Начинаются записи еще в конце 19 столетия, но ничего особенного они не представляют, хотя для историка повседневности, конечно, интересны. Так, житейские драмы, размышления о подругах, мужчинах, поиск занятий, конфликты с матерью – все нормально. С 1903 по 1917 записей нет (или они утеряны?), чего жаль, так как автор уже в молодом возрасте показала себя цепким наблюдателем и все излагает хоть и эмоционально, но вполне внятно.
Революция и последующие экспроприации отражены фрагментарно и с последующей реконструкцией. Есть парижская запись. А потом Шапориной что-то вздумалось вернуться. Тут семейный трагифарс: советские композиторы – это такие скоты! (Некоторые так поступили, вспомним А.Толстого, С.Прокофьева, Святополк-Мирского – итог был самым разным, Шапорины хоть уцелели, хотя помучиться пришлось изрядно). Тут и начинается в Дневнике потрясающая хронология русской Голгофы, как раз, начиная с «года великого перелома. От дел частных, семейных акценты в дневнике все больше смещаются на окружающий «социалистический реализм». Преступная власть паразитировала на самом грубом и диком, что было в бескультурном народе. Пробивались лишь самые подлые и не брезгливые, типа «красного графа» Лехи.
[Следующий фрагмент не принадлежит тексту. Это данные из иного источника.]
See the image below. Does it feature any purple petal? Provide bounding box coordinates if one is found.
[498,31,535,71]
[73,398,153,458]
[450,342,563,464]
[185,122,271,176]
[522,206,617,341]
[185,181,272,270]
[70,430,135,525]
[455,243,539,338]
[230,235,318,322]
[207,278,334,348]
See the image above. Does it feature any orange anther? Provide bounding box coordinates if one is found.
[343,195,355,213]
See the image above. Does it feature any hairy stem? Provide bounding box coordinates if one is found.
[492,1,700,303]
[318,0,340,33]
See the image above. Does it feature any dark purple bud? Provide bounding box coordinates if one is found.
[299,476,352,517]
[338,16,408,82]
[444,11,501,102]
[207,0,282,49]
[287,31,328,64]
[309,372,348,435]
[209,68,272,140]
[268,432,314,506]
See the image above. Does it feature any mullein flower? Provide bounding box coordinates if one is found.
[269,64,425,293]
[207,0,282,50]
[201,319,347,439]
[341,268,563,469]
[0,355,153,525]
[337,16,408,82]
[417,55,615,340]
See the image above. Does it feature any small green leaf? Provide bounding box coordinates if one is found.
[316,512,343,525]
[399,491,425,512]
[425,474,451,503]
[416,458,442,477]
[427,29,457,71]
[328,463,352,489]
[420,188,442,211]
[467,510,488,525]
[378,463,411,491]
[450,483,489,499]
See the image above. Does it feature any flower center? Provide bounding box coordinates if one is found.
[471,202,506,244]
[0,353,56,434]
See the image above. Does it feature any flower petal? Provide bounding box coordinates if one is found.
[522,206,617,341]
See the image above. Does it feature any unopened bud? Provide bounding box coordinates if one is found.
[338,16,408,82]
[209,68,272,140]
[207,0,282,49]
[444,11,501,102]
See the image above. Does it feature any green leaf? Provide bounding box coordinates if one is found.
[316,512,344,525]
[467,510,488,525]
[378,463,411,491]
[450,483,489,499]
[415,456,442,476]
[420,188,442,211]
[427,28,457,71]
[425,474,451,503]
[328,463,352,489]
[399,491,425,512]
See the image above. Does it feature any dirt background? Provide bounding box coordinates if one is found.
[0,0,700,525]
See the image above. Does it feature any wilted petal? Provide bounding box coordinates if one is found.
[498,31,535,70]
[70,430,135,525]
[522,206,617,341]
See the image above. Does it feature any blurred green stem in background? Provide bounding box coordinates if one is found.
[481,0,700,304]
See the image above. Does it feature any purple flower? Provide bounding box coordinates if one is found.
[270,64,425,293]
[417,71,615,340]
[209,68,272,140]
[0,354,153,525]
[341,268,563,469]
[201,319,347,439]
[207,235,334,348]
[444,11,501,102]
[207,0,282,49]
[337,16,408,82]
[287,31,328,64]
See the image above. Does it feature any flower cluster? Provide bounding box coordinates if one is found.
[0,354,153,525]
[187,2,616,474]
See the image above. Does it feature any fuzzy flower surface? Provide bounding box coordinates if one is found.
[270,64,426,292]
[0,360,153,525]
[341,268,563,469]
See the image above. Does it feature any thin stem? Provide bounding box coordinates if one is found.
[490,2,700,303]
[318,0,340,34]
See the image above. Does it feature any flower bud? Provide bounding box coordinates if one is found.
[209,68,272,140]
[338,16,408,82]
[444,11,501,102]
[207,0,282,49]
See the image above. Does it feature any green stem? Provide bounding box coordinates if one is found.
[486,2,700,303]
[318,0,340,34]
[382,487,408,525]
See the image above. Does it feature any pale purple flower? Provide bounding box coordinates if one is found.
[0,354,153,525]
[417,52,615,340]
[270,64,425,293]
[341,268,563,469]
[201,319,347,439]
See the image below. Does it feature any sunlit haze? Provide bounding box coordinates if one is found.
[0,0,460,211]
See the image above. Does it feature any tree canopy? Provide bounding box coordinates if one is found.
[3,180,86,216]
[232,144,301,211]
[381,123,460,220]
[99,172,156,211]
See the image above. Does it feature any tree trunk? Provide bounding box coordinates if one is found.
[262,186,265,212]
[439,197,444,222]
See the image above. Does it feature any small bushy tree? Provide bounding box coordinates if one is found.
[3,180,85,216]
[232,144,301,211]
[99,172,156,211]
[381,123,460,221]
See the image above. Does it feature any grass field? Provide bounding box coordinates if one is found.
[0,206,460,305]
Показательно, что и Толстому и Шапорину достались умные жены-помощницы, которые много дали им в творческом отношении, но советские «интеллигентские» скоты отвергли и Любовь Шапорину, и Наталью Крандиевскую, выбрав им на замену вульгарных потаскушек.
Что касается автора Дневника, то с ее характером она вряд ли была бы счастлива. А уж выбор мужа и, мягко говоря, опрометчивое решение вернуться из Парижа в коммунистический «рай», где умирает ее любимая Алена, не свидетельствует о дальновидности. Но ведь люди не всеведущи, они просто люди. В каких же условиях их поставили в СССР! Постоянный дефицит, голод, озлобленность – ради чего?! Волны репрессий и переселений из «Ленинграда» последних представителей русской интеллигенции (чтобы изменить демографический состав столиц, освободить место на «главной квартире» выходцам из местечек). Почитать бы это тем, кто равняется на плакатный социализм, да ведь не будут, сталинодрочеры.
Поразительно социологическое чутье Л.Шапориной. Посреди сетований несчастной домохозяйки, которой нечем кормить детей, вдруг фраза: «А мы еще думаем, что сами делаем свою историю. Те, которых сейчас расстреливают, кому-то мешают для колонизации России… Мы слепые котята, … а вокруг наших недр борются два мира – Европа и Америка, так мне кажется. Кто раньше захватит». Уже столько лет прошло и информации море, а в Раше этот факт понимает лишь незначительное меньшинство.
Мелькают записи об интеллигентских корифеях. Как же они оскотинились при советах! Но это – «бытово», хотя и быт при коммунистах стал политикой. Разбитая семья - то, конечно, тяжело, но при других условиях можно было бы легче это вынести. А при вечном дефиците и терроре - как! Смерть любимой дочери, враждебность со стороны сына, постоянные измены мужа. А вокруг все то же: ссылки, аресты, доносы, казни, голод и дикое хамство. «Мой дневник – книга жалоб».
Шапоринский Дневник – человеческий документ огромной силы. За 1940 год записей нет. Особое место занимает Блокада. После всех испытаний – ещё и это! Кругом смерть, голод, обстрелы, людоедство, а нквдшники ходят по пятам и заставляют доносить. Чудом выжила в блокаду – повезло? Хотелось досмотреть «пьесу» до конца?
Ну, и досмотрела: салют, Победа, а потом опять – аресты, голод, всяческое глумление над народом. «Строители коммунизма» на всем протяжении «строительства» были вынуждены постоянно думать о нехватке еды.
После первого тома надо сделать паузу – очень тяжелое впечатление.
Издано, пожалуй, неприятно (прохоровская «летающая тарелка»). Комментарии формальны и тенденциозны. Автор Дневника то ли обвиняется, то ли оправдывается за «антисемитизм».
Документальных фотографий приводится совсем мало (не сохранились?). Не помешал бы хороший именной указатель.
Но свидетельство обитательницы Ада все же прорываются к читателю, хотя и с огромным опозданием.